Bill Jones's tenth reading seat runout gauge
    I had used several other runout gauges that I had bought or borrowed and I didn't like any of them---except Sunnen had one that was about $1000 that I sort of copied the design
-I built this thing myself and I've changed several things about it along the way.
-basically the pilot goes in the valve guide hole----then the part that is knurled installs with the knurled part at the top as shown in the assembled state--the top two photos.
-the 3rd photo shows there is a rounded head pin sticking down out of the bottom and back side of the aluminum of the dial indicator mount.
-This pin sits on top of the flat part of the knurled wheel---and this knurled wheel has an adjustment containing a teflon ball---the adjustment allows for different seat diameters---and the teflon ball rides on the seat.
-I chose teflon because if you used a steel ball and happened to drop that piece onto the seat it would leave a dent in the seat---and that was very easy to do.
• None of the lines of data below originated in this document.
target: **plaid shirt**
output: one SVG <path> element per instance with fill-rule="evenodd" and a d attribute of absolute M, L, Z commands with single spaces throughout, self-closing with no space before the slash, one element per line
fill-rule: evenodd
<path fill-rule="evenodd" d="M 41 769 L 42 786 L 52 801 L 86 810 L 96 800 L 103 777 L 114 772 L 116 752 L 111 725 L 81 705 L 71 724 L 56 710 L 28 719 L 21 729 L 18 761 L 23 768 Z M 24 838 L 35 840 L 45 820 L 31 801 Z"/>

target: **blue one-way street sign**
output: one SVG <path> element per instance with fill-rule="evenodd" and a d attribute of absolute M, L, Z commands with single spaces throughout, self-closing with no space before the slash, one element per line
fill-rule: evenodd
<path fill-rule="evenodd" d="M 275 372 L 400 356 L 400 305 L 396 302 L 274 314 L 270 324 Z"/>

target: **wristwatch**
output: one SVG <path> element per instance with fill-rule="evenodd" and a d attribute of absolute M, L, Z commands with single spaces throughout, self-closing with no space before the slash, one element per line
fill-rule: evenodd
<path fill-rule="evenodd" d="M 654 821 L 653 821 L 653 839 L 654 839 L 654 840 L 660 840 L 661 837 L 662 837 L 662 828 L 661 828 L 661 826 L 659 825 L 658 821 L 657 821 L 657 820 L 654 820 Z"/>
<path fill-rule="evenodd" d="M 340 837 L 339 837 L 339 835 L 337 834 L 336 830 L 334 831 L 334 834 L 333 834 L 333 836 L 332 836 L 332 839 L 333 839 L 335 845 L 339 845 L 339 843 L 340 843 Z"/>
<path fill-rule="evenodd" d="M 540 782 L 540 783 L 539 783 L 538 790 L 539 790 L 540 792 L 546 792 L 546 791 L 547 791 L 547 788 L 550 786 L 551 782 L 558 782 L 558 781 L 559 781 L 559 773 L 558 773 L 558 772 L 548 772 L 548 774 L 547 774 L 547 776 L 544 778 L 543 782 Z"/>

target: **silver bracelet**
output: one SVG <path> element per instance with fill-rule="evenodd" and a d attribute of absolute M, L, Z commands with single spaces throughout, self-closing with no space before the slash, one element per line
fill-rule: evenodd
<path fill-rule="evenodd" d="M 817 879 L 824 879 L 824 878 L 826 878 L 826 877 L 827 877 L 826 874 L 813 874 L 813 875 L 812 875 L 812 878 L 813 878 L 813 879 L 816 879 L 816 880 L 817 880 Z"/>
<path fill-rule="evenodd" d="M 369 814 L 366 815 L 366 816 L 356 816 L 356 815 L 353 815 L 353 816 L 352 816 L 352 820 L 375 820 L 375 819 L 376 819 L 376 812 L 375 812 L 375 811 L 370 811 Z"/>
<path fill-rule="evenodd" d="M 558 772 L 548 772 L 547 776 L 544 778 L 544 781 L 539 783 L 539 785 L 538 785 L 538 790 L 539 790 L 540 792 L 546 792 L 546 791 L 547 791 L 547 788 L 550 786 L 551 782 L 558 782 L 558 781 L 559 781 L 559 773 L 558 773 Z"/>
-As you rotate the knurled piece the teflon rides around on the seat and if the seat is not concentric it will raise the knurled part up and down slightly---which in turn the rounded head pin lifts and drops the dial indicator and mount assembly
-This causes the needle on the dial indicator to move up and down out at the large gray plastic end I have attached to the dial indicator stem end.
-This large gray plastic end is needed because it rests on the face of the cylinder head and sometimes there is water holes there---so the plastic is like a big foot that will span most water holes I have come a crossed.
    The adjustable feature where the teflon ball is installed----I have totally changed that to where I now use teflon cones where the cones are down and same angle as the seat---say a 45º.
-Then I machine about 350º of that cones edge back about .060" so that there is a very narrow width strip of teflon that rides on the 45º---and this is usually about 1/8" wide x 3/8" long so it can accomodate a small variety of seat diameters without needing any adjustment.
-Then I make up a series of these teflon pieces to suit the different size valve seats (and seat angles) I am working with.
    As far as price---it's probably worth more than the very best you could find on the market which is probably the Sunnen gauge that was valued at somewhere around $1000 about 16 years ago when I built the runout gauge.
-The dial indicator alone is something like $187---it reads in ten thousandths and has a .050" total range.
-the dial indicator mount was made out of aluminum and needs to be a fairly snug fit to the pilot shank---but I has a bolt sticking out the back that actually has a spring loaded ball bearing that keeps the pilot snug against the inside of the aluminum pieces guide pilot hole.
-I seriously doubt that I could be persuaded to build another ---even for $1000.
-I probably spent the better part of a week building the thing--and then have spent some time over the years--eventually changing the adjustable teflon ball section over to the teflon cones which is much quicker to use.
    The actual hardest part and the most critical part of this contraption is the knurled part that rotates.
-It has to be super hard where the rounded head pin sits ands rubs against that rotating piece.
-then this knurled piece has to be press fitted to a piece of 5/8" x 3/8" steel tubing---and I silver soldered these two pieces together.
-since I use Sioux pilots that are .385" diameter I had to precisely ream the hole and then hone it to a nice tight but a slip fit to fit my pilots---and that meant measuring every pilot I had and making sure they all would fit.
    Once I got the knurled piece and the tubing bored to perfect size I took a Sioux pilot and loctited the knurled piece to the pilot---then I chucked up the pilot using a tail stock on the one end for support---diai indicated and got the pilot runout perfect---then set up a die grinder on t/my lathes tool post and ground the top surface perfectly perpendicular and 90º flat to the shank.
-Then I warmed up the loctited pieces and disassembled them---ran a wire brush thru the bore hole to remove the residual loctite.